SAVANNAH, Ga. (WSAV) — A new study shows employees who have been considered essential through coronavirus-related shutdowns are paid less than workers who are deemed non-essential.
Nationwide, essential employees earn an average of 18.2 percent less than employees in other industries, according to the study based on data from the Bureau of Labor Statistics.
In some states, the difference between essential workers and other employees is closer to 10 percent.
Pay for essential workers ranges widely from state to state. Nevada ranks number one with their essential workers making 7.5 percent below the state’s average occupation while essential workers in Washington D.C. make 47 percent below the average salary.
Still, in every single state, the average salary for essential workers is far below the state’s average.
But who is considered an essential worker? Mainly, anyone in a position who worked through shelter-in-place mandates and kept their businesses open.
“In particular, we looked at the average salaries of retail salespersons, postal service mail carriers, light truck drivers, cashiers, janitors, and cleaners,” communications specialist for the study Madison Haggin said. “We then compared those averages with each state’s overall average salary.”
The data shows the average salary of essential workers nationwide is just $32,474.
Georgia falls to number 34 for essential worker salaries. The study shows that the average salary of essential workers in Georgia is $29,430, while the average salary for all other occupations in the state is $36,930.
In South Carolina, essential employees are earning 17.3 percent less than the state’s average income of $34,690.
Haggin believes the reason why employees who are deemed essential during the pandemic but aren’t earning as much is clear.
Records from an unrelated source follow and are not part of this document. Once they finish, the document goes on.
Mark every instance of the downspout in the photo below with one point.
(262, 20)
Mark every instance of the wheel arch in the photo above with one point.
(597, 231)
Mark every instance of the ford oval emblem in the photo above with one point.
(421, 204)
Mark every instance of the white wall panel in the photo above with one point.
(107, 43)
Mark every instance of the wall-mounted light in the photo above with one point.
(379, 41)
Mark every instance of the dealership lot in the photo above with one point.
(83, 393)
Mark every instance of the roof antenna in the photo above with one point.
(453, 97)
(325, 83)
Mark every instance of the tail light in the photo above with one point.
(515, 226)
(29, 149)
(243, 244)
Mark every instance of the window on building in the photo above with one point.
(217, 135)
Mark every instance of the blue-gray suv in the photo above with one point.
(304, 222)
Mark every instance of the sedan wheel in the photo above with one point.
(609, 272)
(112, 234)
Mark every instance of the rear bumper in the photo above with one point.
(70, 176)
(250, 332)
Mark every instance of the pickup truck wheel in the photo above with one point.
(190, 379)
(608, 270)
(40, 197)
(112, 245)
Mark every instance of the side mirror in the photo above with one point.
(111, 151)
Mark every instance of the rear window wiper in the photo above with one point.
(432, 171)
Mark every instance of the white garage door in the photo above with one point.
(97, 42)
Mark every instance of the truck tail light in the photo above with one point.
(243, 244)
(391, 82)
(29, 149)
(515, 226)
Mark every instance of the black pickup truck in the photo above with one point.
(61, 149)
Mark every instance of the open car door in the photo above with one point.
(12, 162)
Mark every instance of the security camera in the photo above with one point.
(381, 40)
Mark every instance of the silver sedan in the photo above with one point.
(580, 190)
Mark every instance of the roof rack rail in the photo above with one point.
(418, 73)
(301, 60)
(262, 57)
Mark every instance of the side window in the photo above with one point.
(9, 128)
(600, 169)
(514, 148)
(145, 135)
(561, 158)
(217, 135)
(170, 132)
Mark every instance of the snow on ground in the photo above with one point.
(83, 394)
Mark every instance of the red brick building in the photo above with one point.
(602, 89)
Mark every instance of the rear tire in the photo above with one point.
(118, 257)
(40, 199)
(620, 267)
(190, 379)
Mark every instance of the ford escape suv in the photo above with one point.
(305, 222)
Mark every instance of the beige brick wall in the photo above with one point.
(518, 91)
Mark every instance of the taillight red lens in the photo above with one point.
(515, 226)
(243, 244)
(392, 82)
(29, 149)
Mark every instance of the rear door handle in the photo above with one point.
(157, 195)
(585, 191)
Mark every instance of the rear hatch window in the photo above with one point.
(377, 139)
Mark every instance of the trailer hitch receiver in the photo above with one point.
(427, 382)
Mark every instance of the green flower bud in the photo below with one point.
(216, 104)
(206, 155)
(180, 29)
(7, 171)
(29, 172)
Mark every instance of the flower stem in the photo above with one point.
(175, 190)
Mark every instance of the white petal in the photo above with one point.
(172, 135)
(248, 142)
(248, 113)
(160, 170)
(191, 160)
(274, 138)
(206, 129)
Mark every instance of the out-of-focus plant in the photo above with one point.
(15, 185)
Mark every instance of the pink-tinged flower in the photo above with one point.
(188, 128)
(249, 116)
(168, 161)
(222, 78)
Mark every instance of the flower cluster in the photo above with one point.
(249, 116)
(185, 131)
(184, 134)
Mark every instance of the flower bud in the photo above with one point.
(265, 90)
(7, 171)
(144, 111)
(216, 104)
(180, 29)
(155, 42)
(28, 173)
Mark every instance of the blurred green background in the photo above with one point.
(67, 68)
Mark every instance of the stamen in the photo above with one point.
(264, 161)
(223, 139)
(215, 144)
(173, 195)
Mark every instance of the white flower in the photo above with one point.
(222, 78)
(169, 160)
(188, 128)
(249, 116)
“We spend a lot of time focusing on paying occupations that may have different levels of experience or education or what we value more like science or tech or healthcare,” Haggin said.
“So when we think of the people who are running these stores, a lot of the time they’re just not getting paid as much because we haven’t, as a society, viewed them as essential.
“And now that we’re experiencing the impacts of this virus, I think our mindsets are turning and we’re starting to realize that these people are truly essential to us and they have to get these goods to us whether we’re in the middle of a pandemic or not.”
Haggin says the pay discrepancy runs deeper than just what employees are earning during the COVID-19 pandemic.
“Across our country, there’s an overall wage gap,” she said. “In no state do essential workers make more than the average occupation.
“There are states that need to take a hard look at how they’re paying these workers and what they can do to improve that for them.”
Haggin says they will revisit the study each year to see if there will be any change in salaries for occupations that are deemed essential by each state.
“Are we putting more value on them? Are we able to pay them more now that we’ve been able to show how essential they are and how integral they are to our society?” she questioned. “Or is it going to stay the same?”